Rory McIlroy, a four-time major champion, was letting the assembled media at the DP World Tour Championship know that he was scheduled to play only two pure European Tour events in 2019.
“I want to play against the strongest fields week in and week out,” he said, “and for the most part of the season, that is in America.”
Critics across Europe struggled to understand how the Northern Irishman could shun his home tour, despite the 2017 introduction of the Rolex Series. The eight-tournament series, with its minimum $7 million purses, was conceived by tour chief Keith Pelley to prevent such defections. Even Paul McGinley, the 2014 Ryder Cup captain, questioned McIlroy’s decision.
Not that McIlroy needs a defense, given the overall greater prize money and world-ranking points on the PGA Tour, but I’ve decided to appoint myself with the task.
Dating to 2011, McIlroy has won four major championships. No one during that time has won as many. Americans Jordan Spieth and Brooks Koepka won three apiece during the same period.
But since 2014, when McIlroy won the season’s last two majors, the British Open and the PGA, he has drilled a dry hole in golf’s biggest events. In 2018, McIlroy made 18 starts on the PGA Tour and only five exclusively on the European Tour (excluding the WGCs and major championships, which count on both tours), with his lone victory coming at the Arnold Palmer Invitational – his first title in nearly two years. During that nearly two-year winless streak, McIlroy faced persistent questions about what he was doing and why his game seemingly was not ready for prime time.
He offered many reasons – to some, excuses – without answering the question, Why?
McIlroy seemed to silence many of the questioners with his victory at Bay Hill in March, but he is struggling again. His inconsistent driver was a concern a week earlier at the Nedbank Golf Challenge in South Africa, where he tied for 21st.
Now, with McIlroy apparently willing to sacrifice his European Tour membership by not playing in the minimum number of events – four, exclusive of the four WGCs and four majors – the attention and questions have intensified.
Only Jordan Spieth and Tiger Woods have been under a similar microscope at the game’s highest level recently. But McIlroy, as one of the most recognizable faces of European golf, must endure scrutiny about his commitment to both tours, unlike the American stars.
Many critics seem to forget that McIlroy saved the Irish Open. He lent his name as host, and then, in 2016, donated his entire winner’s check of 666,000 euros (about $750,000) to the tournament’s charity, his eponymous Rory Foundation, which is dedicated to helping children and families.
McIlroy has compiled a stellar record at the Ryder Cup: 11-9-4 in five editions, as Europe has gone 4-1 against the Americans.
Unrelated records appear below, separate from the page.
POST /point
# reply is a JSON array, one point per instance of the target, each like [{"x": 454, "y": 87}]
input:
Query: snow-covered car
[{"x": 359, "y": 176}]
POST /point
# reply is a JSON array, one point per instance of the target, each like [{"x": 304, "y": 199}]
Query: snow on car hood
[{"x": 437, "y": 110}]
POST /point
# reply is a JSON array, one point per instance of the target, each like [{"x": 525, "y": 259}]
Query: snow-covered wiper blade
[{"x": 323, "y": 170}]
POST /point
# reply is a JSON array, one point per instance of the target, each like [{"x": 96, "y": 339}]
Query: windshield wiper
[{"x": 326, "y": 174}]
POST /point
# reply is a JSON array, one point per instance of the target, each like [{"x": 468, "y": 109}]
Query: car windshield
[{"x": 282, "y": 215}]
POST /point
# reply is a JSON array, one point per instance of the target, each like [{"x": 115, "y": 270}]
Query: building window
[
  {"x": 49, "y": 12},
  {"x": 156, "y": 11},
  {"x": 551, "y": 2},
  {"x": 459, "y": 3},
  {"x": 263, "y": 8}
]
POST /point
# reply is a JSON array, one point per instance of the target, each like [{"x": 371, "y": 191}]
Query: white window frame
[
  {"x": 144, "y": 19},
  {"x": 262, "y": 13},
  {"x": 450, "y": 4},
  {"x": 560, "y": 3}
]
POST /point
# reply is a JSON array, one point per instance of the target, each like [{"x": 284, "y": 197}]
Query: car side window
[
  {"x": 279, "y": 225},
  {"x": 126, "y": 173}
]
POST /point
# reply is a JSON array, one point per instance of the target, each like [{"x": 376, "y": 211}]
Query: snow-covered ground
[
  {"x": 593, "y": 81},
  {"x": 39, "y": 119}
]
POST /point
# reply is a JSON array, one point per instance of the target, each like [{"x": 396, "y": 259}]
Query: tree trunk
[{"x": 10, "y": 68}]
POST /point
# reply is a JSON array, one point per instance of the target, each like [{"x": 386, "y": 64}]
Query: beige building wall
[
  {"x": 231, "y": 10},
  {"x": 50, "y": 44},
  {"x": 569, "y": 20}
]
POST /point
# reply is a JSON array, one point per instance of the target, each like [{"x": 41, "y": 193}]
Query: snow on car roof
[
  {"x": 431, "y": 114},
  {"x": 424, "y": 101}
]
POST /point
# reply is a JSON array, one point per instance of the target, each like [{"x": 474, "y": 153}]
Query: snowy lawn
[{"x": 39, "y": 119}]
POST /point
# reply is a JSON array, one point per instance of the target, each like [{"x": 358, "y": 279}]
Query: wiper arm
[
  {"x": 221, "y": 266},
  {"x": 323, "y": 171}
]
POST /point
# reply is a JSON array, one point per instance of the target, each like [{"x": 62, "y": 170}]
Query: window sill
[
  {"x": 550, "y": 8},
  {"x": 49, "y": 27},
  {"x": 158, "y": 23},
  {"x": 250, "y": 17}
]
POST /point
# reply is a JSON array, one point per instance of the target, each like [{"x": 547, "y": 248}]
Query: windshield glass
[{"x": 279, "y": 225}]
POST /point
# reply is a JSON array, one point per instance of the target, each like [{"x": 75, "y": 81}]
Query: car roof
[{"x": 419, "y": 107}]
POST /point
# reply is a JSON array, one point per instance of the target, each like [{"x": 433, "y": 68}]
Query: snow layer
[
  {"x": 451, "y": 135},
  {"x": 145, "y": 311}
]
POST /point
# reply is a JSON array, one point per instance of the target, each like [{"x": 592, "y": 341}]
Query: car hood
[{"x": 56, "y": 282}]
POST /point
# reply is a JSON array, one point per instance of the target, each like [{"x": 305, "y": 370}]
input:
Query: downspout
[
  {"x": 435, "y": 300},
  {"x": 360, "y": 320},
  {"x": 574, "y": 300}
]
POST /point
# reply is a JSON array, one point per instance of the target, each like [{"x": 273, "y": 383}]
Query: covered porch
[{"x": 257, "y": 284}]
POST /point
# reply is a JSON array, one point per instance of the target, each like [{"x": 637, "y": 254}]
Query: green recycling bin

In addition to questions about his status as a European Tour member for 2019, McIlroy also faces uncertainty regarding his eligibility to captain Europe in a future Ryder Cup. European Tour regulations introduced in 2017 state, in part, that “players cannot be a European Ryder Cup captain or a vice-captain if they decline membership of the European Tour or fail to fulfil their minimum event obligation in any season, from 2018 onwards.”
For McIlroy, 29, any administrative post likely would be 15-20 years out, but what if he were to win a few more major championships and help lead Europe to a few more Ryder Cup victories in the next decade or so? Would the decision to give up tour membership for a year be held against him?
A professional golfer can become too popular, trying to fulfill the needs and wants of various tours. But those same tours would be nowhere to be found should his game deteriorate and his professional status become jeopardized.
McIlroy’s career has been under the spotlight since before he turned pro, and clearly that will never change. As a man who still is in his 20s, he should be given a chance to figure out the best way forward. He deserves that consideration.